Le rappel demande un travail sérieux et précoce, en milieu clos d’abord. Un Islandais parti sur la piste d’un lièvre revient, mais quand il a fini. Beaucoup de propriétaires expérimentés de la race gardent une longe de dix mètres en promenade libre pendant toute la première année.

Côté activités, l’agility, l’obérythmée, le pistage et surtout la randonnée lui vont bien. Il a de l’endurance pour son format et suit une journée entière de marche sans se plaindre.

Santé et longévité

L’espérance de vie se situe généralement entre 12 et 15 ans, ce qui est bon pour un chien de ce gabarit. Les affections suivies par les clubs de race sont la dysplasie coxo-fémorale, dépistée par radiographie avec une cotation de A à E, la luxation de la rotule, fréquente chez les chiens de petit à moyen format, et les troubles oculaires, cataracte notamment, dépistés par examen ophtalmologique annuel chez les reproducteurs.
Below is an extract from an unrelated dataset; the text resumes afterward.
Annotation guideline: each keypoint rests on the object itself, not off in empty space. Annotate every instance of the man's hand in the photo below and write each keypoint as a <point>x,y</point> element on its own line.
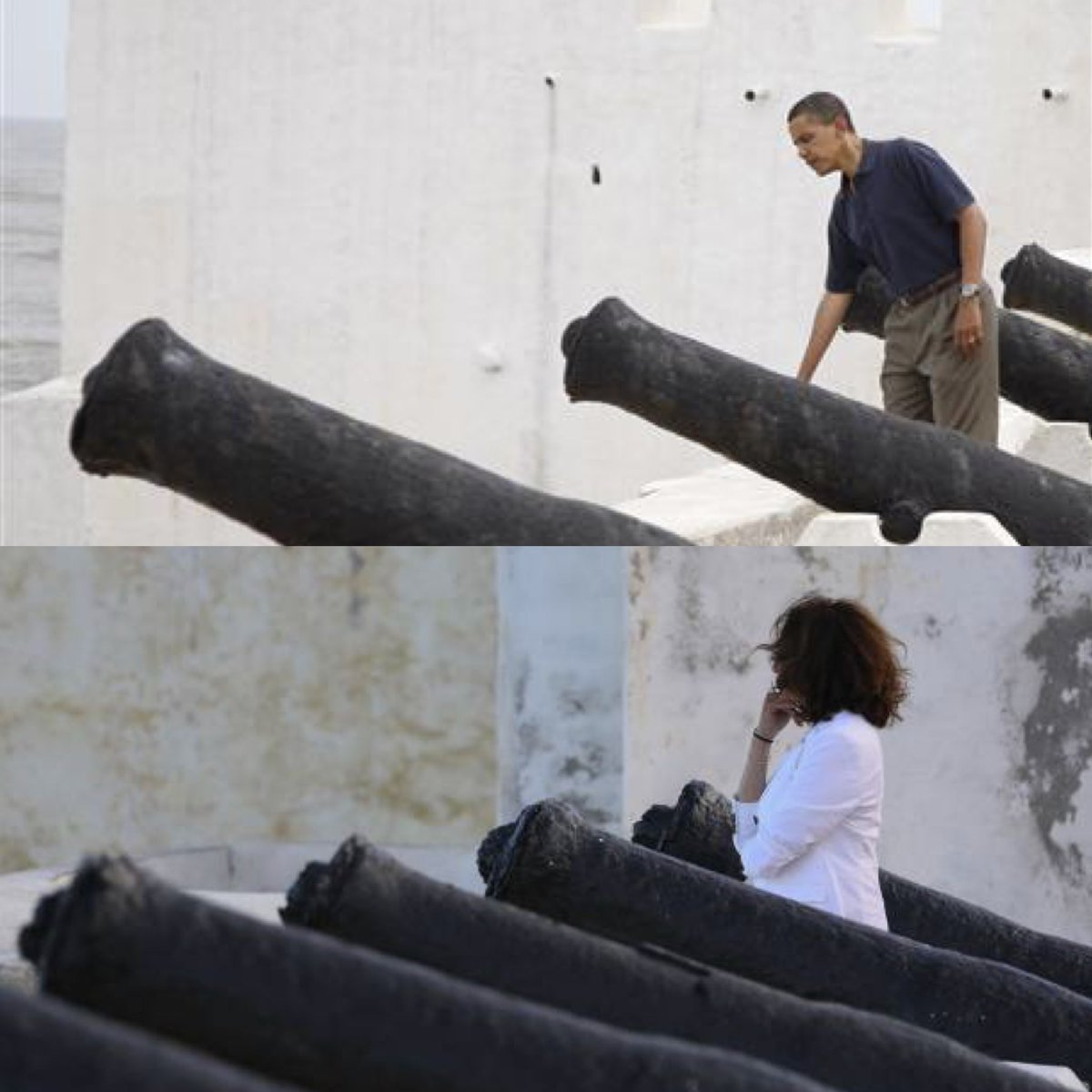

Demandez systématiquement les résultats de dépistage des deux parents. Sur une race à base génétique réduite, ces examens sont la seule barrière sérieuse contre la diffusion d’une tare.
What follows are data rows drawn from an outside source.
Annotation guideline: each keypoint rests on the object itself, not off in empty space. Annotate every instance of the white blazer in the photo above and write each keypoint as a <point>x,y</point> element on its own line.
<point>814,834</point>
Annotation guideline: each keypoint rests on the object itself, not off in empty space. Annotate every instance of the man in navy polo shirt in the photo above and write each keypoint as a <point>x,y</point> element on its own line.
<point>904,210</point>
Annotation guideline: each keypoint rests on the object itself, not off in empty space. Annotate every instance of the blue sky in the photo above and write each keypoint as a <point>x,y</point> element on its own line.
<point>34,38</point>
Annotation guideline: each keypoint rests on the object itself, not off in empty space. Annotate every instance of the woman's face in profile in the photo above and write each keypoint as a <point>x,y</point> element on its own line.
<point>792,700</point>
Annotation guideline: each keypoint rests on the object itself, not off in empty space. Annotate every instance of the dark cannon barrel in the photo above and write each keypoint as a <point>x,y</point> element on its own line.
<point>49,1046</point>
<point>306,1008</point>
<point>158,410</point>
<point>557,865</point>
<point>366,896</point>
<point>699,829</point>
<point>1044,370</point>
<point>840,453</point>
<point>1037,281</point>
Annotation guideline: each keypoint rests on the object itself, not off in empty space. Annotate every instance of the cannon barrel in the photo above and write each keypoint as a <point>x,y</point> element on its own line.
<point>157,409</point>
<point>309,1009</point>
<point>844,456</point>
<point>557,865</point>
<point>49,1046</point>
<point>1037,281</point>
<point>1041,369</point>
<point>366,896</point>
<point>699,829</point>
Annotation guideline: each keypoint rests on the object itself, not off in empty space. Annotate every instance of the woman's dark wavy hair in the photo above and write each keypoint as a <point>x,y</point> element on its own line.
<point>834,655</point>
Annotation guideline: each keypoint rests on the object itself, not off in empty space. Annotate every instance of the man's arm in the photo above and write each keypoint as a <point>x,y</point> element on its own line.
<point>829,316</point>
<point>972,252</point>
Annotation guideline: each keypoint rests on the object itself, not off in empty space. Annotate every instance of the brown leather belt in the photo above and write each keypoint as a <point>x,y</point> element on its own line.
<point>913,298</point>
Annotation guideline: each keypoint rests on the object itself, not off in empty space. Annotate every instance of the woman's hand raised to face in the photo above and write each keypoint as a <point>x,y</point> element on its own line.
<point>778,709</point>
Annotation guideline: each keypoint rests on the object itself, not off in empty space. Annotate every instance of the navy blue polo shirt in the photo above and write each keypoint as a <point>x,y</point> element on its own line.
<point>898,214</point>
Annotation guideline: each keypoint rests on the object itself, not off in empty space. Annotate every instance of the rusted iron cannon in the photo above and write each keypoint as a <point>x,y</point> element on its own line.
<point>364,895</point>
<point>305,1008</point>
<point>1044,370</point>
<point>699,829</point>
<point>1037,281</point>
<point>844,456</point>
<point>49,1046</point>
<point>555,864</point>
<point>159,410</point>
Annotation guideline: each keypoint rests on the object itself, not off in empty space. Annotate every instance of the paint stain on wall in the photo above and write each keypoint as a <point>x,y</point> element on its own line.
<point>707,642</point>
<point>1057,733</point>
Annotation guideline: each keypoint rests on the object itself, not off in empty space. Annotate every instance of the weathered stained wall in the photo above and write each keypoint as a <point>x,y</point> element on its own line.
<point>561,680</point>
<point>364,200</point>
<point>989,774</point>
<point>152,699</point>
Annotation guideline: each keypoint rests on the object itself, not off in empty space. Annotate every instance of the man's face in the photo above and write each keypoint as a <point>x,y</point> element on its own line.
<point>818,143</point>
Avant de réserver un chiot

Sur une race aussi peu répandue, l’élevage se fait presque toujours à petite échelle, chez des particuliers passionnés qui produisent une portée tous les deux ou trois ans. Visitez, voyez la mère, demandez le pedigree sur plusieurs générations et le coefficient de consanguinité de l’accouplement.

Méfiez-vous des annonces qui proposent un « Berger Islandais » sans pedigree à petit prix : sur une race confidentielle, la probabilité qu’il s’agisse d’un croisement de spitz est élevée, et personne ne pourra vous dire à quoi ressemblera le chien adulte ni ce qu’il a hérité.